Inference: This is to say that feature 1 was not able to homogenously split our dataset.

Case 2: Split on feature 2: 4 Yes and 0 No in left node and 0 Yes and 7 No in right node.

Inference: This is to say that feature 2 was successfully able to separate the two classes effectively.

The thing to focus on is that you do not see the Entropy of a single sub-node but the weighted sum of all the sub-nodes of a node in a particular dataset.

And comparing two datasets in this is pointless anyhow.

Hope this made things clear.

Regards
Neeraj


#5

Change your example to :
Case 1: Split on feature 1 : 3 yes and 0 No in left node and 1 yes and 7 No in right node.
Case 2: Split on feature 2 : 4 Yes and 1 No in left node and 0 Yes and 6 No in right node.

and it turns out exactly what my question is.

Both feature 1 and feature 2 provide pure split. So on what basis would we decide which feature to choose for splitting.


#6

@crisis1.08

OK,then the question was not clear in the first part. Now since it is clear, Lets answer your question.
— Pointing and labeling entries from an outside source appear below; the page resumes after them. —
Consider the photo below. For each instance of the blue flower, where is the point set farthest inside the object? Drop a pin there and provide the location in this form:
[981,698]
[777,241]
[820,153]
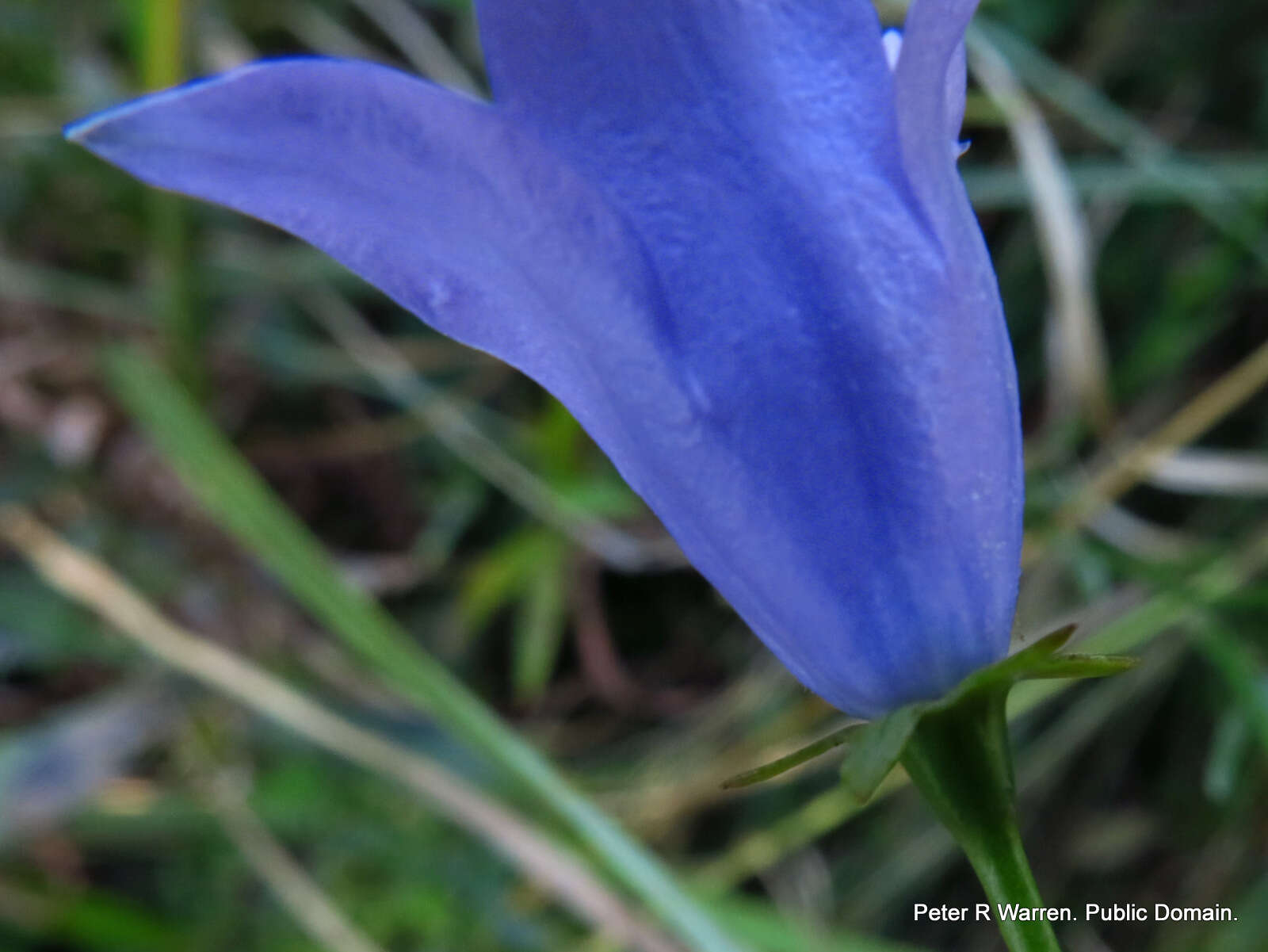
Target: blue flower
[731,237]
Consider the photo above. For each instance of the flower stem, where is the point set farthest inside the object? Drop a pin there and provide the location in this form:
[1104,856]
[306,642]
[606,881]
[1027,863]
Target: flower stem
[961,759]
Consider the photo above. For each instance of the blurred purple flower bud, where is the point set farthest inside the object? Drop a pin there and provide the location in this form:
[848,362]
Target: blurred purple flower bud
[732,239]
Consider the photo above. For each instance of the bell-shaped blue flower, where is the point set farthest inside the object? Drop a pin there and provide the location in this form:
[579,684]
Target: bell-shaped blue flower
[732,239]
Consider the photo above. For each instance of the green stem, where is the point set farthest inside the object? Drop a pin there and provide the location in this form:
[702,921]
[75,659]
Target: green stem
[961,761]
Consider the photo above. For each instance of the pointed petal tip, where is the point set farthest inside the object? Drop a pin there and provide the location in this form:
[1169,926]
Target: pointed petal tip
[80,131]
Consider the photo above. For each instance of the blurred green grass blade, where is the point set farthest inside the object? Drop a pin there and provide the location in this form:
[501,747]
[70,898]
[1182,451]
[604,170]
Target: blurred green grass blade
[540,623]
[158,50]
[94,922]
[247,509]
[775,932]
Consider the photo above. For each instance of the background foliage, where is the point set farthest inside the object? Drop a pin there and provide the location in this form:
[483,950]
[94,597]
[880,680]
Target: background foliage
[1120,169]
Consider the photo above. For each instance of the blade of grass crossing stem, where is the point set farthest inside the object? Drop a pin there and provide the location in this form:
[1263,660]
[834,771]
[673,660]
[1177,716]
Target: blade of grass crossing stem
[245,506]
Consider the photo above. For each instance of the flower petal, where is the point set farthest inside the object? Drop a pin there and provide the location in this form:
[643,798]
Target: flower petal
[456,213]
[851,357]
[815,408]
[930,89]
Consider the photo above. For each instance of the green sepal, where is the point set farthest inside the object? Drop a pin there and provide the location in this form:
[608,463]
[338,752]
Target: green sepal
[877,746]
[794,759]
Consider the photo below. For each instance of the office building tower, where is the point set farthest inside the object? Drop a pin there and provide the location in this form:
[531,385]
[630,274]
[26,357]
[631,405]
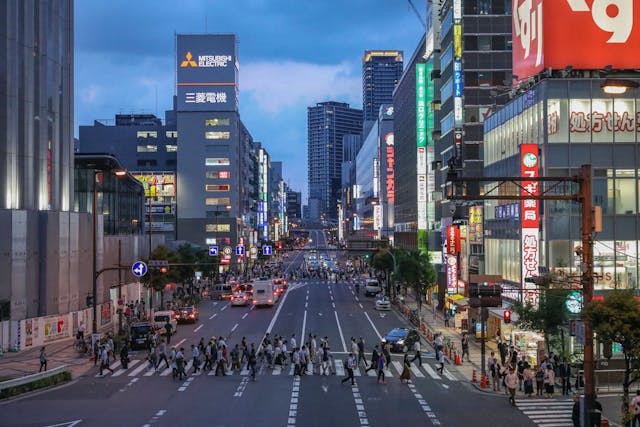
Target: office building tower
[381,71]
[327,123]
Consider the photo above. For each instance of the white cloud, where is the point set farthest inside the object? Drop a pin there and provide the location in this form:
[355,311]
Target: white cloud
[277,86]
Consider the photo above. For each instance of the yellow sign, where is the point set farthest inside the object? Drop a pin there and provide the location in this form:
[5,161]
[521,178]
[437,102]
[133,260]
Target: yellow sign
[188,62]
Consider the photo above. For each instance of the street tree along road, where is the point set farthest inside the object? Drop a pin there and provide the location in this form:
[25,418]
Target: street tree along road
[141,397]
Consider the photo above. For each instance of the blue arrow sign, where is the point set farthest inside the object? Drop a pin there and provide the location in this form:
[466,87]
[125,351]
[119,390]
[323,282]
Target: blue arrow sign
[139,269]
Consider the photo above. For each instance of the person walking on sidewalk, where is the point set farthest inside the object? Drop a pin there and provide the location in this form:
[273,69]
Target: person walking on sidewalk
[374,359]
[511,382]
[406,373]
[350,365]
[417,355]
[43,359]
[465,346]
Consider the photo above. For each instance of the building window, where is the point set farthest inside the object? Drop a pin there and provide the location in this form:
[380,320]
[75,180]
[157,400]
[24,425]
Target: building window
[210,188]
[216,161]
[218,175]
[147,148]
[217,135]
[146,134]
[218,228]
[216,122]
[217,201]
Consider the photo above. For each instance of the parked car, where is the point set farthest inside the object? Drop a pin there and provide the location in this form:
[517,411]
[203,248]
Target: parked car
[239,299]
[401,339]
[383,303]
[140,334]
[187,314]
[372,287]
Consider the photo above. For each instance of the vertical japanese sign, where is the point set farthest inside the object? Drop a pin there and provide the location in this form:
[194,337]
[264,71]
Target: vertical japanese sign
[530,243]
[421,143]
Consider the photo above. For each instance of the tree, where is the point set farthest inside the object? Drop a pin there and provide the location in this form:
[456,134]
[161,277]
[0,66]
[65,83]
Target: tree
[550,314]
[617,319]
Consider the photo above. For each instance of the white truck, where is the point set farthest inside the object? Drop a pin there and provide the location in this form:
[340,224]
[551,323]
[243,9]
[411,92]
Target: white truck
[263,292]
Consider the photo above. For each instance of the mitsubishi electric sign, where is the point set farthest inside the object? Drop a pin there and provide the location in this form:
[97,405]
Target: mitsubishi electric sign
[583,34]
[207,70]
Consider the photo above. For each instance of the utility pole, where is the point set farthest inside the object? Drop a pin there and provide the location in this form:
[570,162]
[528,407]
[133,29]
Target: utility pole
[584,197]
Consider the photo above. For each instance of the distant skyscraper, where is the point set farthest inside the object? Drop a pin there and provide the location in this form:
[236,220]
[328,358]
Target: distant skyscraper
[381,71]
[327,123]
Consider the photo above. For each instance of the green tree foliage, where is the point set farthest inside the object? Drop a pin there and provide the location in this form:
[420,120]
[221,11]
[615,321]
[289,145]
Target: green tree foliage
[550,314]
[617,319]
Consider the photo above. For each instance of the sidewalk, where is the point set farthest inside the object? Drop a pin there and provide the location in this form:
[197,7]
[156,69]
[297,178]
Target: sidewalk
[59,353]
[434,322]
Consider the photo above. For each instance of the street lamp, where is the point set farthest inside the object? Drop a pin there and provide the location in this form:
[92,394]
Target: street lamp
[97,177]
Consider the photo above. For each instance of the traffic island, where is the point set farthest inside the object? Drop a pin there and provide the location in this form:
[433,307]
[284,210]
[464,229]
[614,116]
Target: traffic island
[29,383]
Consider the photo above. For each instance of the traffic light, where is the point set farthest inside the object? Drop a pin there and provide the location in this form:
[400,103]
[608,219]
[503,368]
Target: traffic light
[506,316]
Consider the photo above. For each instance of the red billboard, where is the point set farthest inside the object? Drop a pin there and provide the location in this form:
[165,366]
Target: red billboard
[585,34]
[453,240]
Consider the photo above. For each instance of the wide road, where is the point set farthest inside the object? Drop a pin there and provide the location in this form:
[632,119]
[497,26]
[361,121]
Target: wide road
[138,396]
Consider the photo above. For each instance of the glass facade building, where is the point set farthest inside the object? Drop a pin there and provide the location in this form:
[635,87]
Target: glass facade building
[573,122]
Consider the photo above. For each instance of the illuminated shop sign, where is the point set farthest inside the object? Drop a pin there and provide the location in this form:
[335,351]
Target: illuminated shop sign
[530,242]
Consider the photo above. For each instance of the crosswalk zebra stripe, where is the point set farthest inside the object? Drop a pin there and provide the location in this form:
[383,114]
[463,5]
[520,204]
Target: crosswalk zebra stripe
[122,370]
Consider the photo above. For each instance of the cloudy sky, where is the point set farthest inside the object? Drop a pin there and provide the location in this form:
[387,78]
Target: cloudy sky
[292,53]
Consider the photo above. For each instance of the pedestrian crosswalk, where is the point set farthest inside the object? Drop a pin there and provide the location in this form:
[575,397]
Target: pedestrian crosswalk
[142,368]
[547,412]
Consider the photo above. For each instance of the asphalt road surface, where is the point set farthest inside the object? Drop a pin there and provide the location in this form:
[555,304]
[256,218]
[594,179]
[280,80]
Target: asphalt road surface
[138,396]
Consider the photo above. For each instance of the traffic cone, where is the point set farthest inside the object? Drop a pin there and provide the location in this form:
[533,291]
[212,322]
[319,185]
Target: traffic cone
[483,381]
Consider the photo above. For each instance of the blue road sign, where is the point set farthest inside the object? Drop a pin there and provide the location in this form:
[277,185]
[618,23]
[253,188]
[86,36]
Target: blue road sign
[139,269]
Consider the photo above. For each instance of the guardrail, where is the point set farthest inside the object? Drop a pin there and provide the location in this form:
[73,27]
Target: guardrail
[33,377]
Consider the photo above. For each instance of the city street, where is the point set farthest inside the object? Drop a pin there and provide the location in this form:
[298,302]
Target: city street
[139,396]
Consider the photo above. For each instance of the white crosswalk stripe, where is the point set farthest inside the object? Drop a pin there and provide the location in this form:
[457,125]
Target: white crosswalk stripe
[139,367]
[547,412]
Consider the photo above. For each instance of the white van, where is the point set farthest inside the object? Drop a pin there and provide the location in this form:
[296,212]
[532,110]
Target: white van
[263,292]
[160,318]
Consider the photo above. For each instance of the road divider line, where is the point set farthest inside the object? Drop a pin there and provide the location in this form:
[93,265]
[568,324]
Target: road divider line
[304,323]
[373,326]
[344,346]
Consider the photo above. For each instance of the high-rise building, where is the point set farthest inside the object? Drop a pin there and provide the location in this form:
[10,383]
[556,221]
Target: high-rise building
[212,168]
[381,71]
[327,123]
[40,248]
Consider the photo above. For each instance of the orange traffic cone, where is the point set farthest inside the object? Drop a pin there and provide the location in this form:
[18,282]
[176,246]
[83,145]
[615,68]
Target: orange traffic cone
[483,381]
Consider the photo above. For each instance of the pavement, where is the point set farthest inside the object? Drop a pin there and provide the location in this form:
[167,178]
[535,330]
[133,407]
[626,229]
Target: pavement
[434,322]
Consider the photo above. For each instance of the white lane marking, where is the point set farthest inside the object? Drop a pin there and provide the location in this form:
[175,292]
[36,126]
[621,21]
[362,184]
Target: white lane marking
[344,346]
[373,326]
[122,371]
[139,369]
[304,323]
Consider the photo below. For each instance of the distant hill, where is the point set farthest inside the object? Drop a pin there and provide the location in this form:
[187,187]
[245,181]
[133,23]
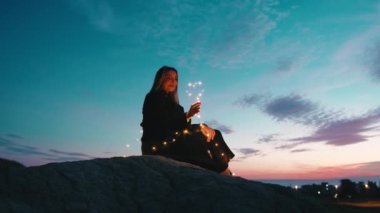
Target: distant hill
[140,184]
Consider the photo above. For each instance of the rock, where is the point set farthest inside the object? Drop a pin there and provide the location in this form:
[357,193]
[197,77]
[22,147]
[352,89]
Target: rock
[140,184]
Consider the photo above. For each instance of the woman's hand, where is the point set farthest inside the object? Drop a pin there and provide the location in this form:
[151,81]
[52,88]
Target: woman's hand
[208,132]
[194,109]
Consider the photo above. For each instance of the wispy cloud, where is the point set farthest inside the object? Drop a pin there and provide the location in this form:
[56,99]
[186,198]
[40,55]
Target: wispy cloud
[289,107]
[346,171]
[292,107]
[246,153]
[300,150]
[11,145]
[223,128]
[344,132]
[268,138]
[222,41]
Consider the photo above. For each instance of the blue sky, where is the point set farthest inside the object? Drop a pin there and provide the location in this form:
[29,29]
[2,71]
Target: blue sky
[294,85]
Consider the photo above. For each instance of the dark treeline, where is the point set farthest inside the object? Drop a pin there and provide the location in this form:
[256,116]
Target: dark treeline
[347,190]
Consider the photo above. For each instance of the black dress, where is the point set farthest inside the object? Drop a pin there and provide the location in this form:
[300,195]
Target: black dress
[166,132]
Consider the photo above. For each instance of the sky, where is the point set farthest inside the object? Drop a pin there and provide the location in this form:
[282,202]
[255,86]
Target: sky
[293,85]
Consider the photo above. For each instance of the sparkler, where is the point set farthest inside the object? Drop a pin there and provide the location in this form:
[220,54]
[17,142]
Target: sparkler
[195,92]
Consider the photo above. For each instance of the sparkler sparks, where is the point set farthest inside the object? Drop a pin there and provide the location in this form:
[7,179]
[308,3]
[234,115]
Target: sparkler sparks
[195,92]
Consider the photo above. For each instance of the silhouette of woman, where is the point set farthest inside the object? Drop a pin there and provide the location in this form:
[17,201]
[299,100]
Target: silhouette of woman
[167,128]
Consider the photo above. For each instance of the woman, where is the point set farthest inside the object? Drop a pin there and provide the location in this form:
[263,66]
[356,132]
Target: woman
[167,128]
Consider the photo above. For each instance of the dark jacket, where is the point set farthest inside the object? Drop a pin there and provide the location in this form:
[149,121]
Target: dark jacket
[162,117]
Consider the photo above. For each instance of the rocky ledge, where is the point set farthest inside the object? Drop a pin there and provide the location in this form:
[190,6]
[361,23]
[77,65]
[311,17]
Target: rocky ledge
[139,184]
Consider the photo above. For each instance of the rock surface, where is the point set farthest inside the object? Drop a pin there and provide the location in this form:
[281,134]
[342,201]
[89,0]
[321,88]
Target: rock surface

If you see, then it is somewhat intuitive that the homogenity created by feature 2 is more than feature 1. So feature 2 should provide the best split but lets evaluate it mathematically.

Entropy before splitting

Yes: 4 No: 7

Entropy_before= -[4/11*log (4/11)+7/11*log (7/11)]=0.933

Entropy after splitting

On feature 1

Left Node
Yes: 3 No: 0

Entropy_Left= -[3/3*log(3/3)+ 0/3*log(0/3)]= 0

Right Node
Yes: 1 No: 7

Entropy_Right= -[1/8*log(1/8)+7/8log(7/8)]=0.538

Total_Entropy= left node/(left node+right node) * Entropy_Left +Right node/(Left node+Right node)*Entropy_Right

                    =3/11*0+8/11*0.538=0.391

On feature 2

Left Node
Yes: 4 No: 1

Entropy_Left=-[4/5*log(4/5)+1/5log(1/5)]=0.725

Right Node
Yes: 0 No: 6

Entropy_Right=-[0/6*log(0/6)+6/6*log(6/6)]=0

Total Entropy= 5/11*0.725+6/11*0=0.329

Information gain_feature1= 0.933-0.391= 0.542
Information gain_feature2= 0.933-0.329= 0.604

So it is evident that Feature 2 provides us with a better split compared to Feature1.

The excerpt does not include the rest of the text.